Breed Intro: American Wirehair
The American Wirehair is a breed of domestic cat, which originates in upstate New York. Though the breed is well-known, it is ranked as the rarest breed of the 41 Cat Fanciers’ Association breeds, with only 22 registered, down from 39 in 2002. It is an athletic cat with a moderate activity level. They enjoy a good playtime session, but are not overly demanding of attention or activity. They are smart and enjoys playing with puzzle toys and interactive toys. They have a sociable nature and aren’t the type to hide under the bed when visitors arrive.
This cat is an American original. It was first seen in 1966, in a litter of kittens born to a domestic shorthair cat in upstate New York. The only kitten to survive from that litter was a red tabby and white male. Because of his unusual coat, the owners showed him to a local cat breeder, Joan O’Shea, who purchased the kinky-coated kitten. He set about trying to reproduce it through crosses to American Shorthairs. The American Wirehair achieved full recognition from the Cat Fanciers Association in 1978. In The International Cat Association, the breed is considered a type of American Shorthair. American Wirehairs are also recognized by the American Cat Fanciers Association, the Canadian Cat Association and the World Cat Federation.
The American Wirehair is a quiet cat who loves people and will follow them from room to room. They take a keen interest in everything going on around him.
They may or may not be a lap cat, but they will always appreciate having a spot next to the humans on the sofa or at the end of the bed.
The American Wirehair’s unusual coat needs little care. Brushing or combing can damage it, so that type of grooming isn’t necessary except in the spring, when the cat is shedding his winter coat.

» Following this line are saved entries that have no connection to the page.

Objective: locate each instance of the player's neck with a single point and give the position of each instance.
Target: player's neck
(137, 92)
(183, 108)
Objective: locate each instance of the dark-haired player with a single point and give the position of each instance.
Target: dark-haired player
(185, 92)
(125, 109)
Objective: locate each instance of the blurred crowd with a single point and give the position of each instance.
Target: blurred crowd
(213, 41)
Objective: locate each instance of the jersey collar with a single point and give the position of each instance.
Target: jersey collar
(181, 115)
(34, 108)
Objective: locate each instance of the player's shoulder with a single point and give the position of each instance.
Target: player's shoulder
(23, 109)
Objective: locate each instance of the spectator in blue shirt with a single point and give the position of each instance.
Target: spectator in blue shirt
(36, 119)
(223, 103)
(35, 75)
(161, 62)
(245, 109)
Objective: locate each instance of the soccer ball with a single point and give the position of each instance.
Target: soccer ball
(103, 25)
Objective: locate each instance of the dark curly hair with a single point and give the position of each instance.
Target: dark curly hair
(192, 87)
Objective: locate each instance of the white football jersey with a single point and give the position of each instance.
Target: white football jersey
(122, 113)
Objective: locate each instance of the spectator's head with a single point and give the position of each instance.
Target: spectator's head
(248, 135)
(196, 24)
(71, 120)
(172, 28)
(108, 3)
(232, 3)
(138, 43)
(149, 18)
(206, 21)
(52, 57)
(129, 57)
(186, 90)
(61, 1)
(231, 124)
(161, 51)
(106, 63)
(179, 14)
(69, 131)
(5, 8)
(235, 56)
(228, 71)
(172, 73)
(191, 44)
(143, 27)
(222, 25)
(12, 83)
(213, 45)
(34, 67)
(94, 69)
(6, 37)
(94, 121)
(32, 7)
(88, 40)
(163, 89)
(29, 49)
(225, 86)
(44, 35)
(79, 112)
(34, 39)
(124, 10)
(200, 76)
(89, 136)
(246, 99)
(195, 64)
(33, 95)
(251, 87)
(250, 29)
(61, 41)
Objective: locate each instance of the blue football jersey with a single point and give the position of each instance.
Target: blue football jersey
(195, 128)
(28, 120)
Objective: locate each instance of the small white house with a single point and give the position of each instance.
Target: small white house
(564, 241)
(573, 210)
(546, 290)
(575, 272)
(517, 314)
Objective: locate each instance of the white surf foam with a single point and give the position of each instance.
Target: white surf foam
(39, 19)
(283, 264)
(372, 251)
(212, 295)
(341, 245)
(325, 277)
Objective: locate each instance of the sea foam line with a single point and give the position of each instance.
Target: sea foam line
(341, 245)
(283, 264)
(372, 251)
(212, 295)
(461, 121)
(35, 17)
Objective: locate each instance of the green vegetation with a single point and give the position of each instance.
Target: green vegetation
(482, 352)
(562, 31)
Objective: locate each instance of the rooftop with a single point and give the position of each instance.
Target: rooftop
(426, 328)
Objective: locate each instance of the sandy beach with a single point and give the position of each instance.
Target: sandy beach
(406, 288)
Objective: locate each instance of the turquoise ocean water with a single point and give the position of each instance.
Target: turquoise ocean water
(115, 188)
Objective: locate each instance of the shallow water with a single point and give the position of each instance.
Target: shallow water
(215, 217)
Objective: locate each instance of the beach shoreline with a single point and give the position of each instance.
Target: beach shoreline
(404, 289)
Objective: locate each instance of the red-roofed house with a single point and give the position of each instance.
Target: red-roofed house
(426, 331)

The American Wirehair has a rounded head with high cheekbones, medium-size ears that are rounded at the tips, and large, round bright eyes that tilt slightly upward. The medium-size body is supported by muscular legs and rounded paws with heavy pads.
They love the attention he receives from children who treat him politely and with respect. He will get along fine with dogs if they don’t give him any trouble.